China’s experience shows that a series of small improvements can add up to something large.  This will be true of the second revolution on the poorest lands.  The first green revolution had most impact on irrigated land and, thanks to it, the 80m hectares which are irrigated (an area equivalent to Vietnam, Laos and Cambodia put together) now have yields of five to six tonnes a hectare; they produce three-quarters of the world’s rice.  But there is nearly as much rice land which depends on rainwater.  Yields there are far lower — between one and two and a half tonnes a hectare — and rain-fed lands produce only a quarter of the world’s rice.  Yields are low because almost half this land is prone to drought and a third to floods.  Most African paddies fall into this category, which is why the first green revolution passed Africa by.

Drought- and flood-tolerant seeds could double yields from these areas.  That would boost harvests from 110m tonnes to 220m, and push global output to 550m tonnes — enough to meet expected demand in 2035.  In short, all the extra rice could come from rain-fed areas alone.

Because yields on rain-fed lands are low, even a doubling would not increase total production by as much as the first green revolution did.  But the impact on poverty would be greater.  More than 500m of the absolute poor (those with $1.25 a day or less) depend on rice, far more than on any other food (see chart 2).  A disproportionate number of them live in north-east India, Bangladesh and the Irrawaddy delta of Myanmar. In these areas the lowest castes and tribes have been forced onto the worst lands.
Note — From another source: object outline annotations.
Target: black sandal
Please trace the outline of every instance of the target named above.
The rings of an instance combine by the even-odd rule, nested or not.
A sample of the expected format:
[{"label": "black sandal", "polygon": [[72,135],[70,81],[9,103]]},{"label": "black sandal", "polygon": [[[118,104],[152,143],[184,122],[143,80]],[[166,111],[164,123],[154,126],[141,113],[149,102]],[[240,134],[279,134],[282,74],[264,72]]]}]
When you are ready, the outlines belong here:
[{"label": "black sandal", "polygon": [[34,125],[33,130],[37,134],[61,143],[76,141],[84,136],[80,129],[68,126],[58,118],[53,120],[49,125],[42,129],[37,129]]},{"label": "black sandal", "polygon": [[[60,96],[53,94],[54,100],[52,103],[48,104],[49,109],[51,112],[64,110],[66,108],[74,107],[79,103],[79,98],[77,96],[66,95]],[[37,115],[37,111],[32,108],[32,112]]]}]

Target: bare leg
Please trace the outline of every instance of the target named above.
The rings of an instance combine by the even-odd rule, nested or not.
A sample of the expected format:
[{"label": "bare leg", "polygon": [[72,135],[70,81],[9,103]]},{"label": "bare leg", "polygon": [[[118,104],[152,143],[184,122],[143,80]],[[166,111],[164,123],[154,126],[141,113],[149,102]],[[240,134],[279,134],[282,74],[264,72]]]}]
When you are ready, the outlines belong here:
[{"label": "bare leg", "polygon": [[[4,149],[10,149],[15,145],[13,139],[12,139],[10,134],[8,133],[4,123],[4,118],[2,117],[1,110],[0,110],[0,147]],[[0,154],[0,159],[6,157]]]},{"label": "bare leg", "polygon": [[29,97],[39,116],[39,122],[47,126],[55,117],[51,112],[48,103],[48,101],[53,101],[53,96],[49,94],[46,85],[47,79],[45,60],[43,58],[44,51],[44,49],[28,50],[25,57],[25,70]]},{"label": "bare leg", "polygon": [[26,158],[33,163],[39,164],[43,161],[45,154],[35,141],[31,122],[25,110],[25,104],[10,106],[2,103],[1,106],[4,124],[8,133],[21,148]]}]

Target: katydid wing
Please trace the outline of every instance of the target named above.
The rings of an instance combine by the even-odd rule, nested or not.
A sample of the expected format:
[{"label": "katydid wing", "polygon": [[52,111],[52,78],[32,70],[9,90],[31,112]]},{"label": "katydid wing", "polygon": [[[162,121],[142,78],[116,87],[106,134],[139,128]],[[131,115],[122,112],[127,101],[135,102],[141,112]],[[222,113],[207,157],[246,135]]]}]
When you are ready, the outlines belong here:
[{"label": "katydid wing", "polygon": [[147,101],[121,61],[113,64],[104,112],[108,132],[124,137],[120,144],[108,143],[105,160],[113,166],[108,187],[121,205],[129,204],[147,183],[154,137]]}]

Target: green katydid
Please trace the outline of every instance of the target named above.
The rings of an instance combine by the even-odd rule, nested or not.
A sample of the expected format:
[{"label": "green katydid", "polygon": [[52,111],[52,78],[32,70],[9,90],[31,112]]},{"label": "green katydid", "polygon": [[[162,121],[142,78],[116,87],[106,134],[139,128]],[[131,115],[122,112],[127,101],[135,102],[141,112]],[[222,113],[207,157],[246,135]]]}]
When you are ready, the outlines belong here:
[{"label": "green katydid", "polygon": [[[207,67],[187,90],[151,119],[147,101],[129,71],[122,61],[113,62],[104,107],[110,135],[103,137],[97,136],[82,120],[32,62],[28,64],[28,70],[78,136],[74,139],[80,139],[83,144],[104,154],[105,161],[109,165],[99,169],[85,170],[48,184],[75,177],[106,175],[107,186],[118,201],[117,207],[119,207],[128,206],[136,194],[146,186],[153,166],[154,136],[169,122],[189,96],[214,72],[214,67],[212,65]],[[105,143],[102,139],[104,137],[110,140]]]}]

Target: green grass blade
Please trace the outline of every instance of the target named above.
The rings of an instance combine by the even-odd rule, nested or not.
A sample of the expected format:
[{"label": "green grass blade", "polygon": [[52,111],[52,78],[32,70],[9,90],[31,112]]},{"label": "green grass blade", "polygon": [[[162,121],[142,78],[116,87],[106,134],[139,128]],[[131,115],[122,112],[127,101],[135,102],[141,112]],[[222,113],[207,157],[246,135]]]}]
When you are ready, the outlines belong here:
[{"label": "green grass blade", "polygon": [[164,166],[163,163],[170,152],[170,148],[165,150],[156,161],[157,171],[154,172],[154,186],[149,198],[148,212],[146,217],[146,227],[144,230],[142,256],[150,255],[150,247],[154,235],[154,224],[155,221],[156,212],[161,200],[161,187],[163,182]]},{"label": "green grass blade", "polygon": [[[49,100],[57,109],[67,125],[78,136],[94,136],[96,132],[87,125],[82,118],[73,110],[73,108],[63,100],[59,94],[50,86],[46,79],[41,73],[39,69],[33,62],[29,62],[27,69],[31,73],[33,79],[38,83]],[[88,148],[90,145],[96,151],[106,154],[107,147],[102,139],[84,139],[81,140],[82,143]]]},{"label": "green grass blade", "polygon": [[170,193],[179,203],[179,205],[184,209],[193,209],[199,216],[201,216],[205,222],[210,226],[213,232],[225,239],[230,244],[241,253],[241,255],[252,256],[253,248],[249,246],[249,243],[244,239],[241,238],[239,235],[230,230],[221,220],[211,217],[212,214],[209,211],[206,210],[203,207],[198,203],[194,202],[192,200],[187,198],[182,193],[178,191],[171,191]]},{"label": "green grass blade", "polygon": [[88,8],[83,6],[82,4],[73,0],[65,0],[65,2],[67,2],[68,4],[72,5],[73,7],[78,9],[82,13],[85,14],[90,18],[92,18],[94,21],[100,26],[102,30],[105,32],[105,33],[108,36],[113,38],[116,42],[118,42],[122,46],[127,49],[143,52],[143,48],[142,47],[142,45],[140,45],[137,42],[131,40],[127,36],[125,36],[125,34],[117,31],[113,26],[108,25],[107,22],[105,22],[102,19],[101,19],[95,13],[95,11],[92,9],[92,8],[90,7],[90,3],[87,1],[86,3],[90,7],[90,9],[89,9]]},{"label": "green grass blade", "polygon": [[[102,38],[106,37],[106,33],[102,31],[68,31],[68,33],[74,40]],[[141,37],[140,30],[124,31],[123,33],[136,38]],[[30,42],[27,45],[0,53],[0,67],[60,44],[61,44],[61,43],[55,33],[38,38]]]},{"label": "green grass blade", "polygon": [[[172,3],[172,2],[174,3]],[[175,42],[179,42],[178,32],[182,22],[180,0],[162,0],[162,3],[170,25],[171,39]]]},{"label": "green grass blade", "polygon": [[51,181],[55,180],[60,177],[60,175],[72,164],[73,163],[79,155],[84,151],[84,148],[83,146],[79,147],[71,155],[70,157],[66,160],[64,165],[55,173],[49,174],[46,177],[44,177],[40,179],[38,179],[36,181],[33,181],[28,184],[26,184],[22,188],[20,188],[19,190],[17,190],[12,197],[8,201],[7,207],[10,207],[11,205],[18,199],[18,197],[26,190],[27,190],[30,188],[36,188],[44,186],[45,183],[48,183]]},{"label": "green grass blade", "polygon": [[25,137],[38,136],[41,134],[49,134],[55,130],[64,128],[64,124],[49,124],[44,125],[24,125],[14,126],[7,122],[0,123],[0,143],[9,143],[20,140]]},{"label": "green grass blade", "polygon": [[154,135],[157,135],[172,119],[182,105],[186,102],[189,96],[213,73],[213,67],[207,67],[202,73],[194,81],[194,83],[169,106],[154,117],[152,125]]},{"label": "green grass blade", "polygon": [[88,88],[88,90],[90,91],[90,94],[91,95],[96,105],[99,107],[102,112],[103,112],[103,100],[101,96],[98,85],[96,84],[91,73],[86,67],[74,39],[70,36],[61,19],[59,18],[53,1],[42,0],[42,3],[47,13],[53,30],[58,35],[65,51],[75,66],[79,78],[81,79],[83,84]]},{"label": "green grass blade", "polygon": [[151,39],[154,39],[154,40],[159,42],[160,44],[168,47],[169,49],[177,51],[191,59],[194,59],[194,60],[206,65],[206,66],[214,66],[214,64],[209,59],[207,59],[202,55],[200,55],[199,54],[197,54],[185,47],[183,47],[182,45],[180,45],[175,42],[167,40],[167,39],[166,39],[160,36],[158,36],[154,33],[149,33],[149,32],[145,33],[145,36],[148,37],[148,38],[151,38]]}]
Those are the very places where the second green revolution would make the biggest impact.  Flood-resistant rice “differentially benefits [India’s] scheduled castes and tribes”, a recent study of one of the early field trials concludes.  If these improvements were combined with another program to boost the nutritional quality of rice — the so-called Golden Rice project which genetically modifies rice to include additional vitamin A — then the benefits to some of the poorest people in the world would be vast.